The challenge: If the Spice Girls were physicists, their song “2 Become 1” might have been about nuclear fusion, a reaction that occurs when two atoms merge.
Fusion releases a tremendous amount of energy in the form of heat — it’s what powers the sun and other stars — and if we could harness the reaction here on Earth, we would have a near limitless source of clean energy.
By using magnetic fields to confine plasma in devices called “tokamaks,” we can achieve the super hot, high-pressure conditions needed to trigger fusion, but just like a spicy relationship, it’s easier to start fusion than to maintain it — it only takes a split second for the plasma to become unstable, ending the fusion reaction and potentially damaging the reactor.
“We tell it what the goal is, what to avoid, and the knobs it can turn to achieve those outcomes.”
Azarakhsh Jalalvand
What’s new? Researchers at Princeton University and the DOE’s Princeton Plasma Physics Laboratory (PPPL) have now figured out a way to use AI to prevent “tearing mode instabilities” — breaks in the magnetic field lines within plasma that give it a chance to escape a tokamak’s control.
“Tearing mode instabilities are one of the major causes of plasma disruption, and they will become even more prominent as we try to run fusion reactions at the high powers required to produce enough energy,” said first author Jaemin Seo. “They are an important challenge for us to solve.”
How it works: The Princeton team started by feeding an AI data from past experiments at the DOE’s DIII-D tokamak in San Diego. They then trained it to predict the likelihood of a tearing mode instability based on the current characteristics of a plasma.

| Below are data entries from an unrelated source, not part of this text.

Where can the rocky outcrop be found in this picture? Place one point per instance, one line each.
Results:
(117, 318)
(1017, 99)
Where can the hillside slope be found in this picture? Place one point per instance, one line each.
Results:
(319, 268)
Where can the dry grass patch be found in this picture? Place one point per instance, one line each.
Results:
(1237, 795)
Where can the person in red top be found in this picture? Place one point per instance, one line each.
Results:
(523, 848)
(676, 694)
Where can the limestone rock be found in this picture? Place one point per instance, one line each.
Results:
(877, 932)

That AI was then used to train a reinforcement learning algorithm — a type of AI that learns through trial and error, receiving “rewards” or “punishments” based on the outcomes of its decisions — to control the fields to prevent a predicted tearing mode instability in simulated fusion experiments.
“We don’t teach the reinforcement learning model all of the complex physics of a fusion reaction,” said co-author Azarakhsh Jalalvand. “We tell it what the goal is — to maintain a high-powered reaction — what to avoid — a tearing mode instability — and the knobs it can turn to achieve those outcomes.”

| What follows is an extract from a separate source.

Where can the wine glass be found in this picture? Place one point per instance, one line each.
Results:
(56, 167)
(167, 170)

During this training, the researchers could watch along and fine-tune the process — if the change the AI wanted to make was too fast for the tokamak to accommodate, for example, they could slow it down.
Once trained, the team tested their algorithm in a real fusion experiment at the DIII-D tokamak and found that it could predict tearing mode instabilities up to 300 milliseconds in advance — enough time for the system to take action to prevent them.
“By learning from past experiments, rather than incorporating information from physics-based models, the AI could develop a final control policy that supported a stable, high-powered plasma regime in real time, at a real reactor,” said research leader Egemen Kolemen.
What we really, really want: This is an exciting proof of concept that AI could help us achieve stable nuclear fusion, but there is still a lot of work ahead.
First up will be more experiments at DIII-D. After that, the researchers will try to use their AI at other tokamaks. Because tearing mode instabilities are just one of many problems that make fusion reactions hard to sustain, they also want to see if they can expand this AI to predict and prevent other issues stopping us from harnessing the power of fusion on Earth.
“You could imagine one large reward function that turns many different knobs to simultaneously control for several types of instabilities,” said co-author Ricardo Shousha.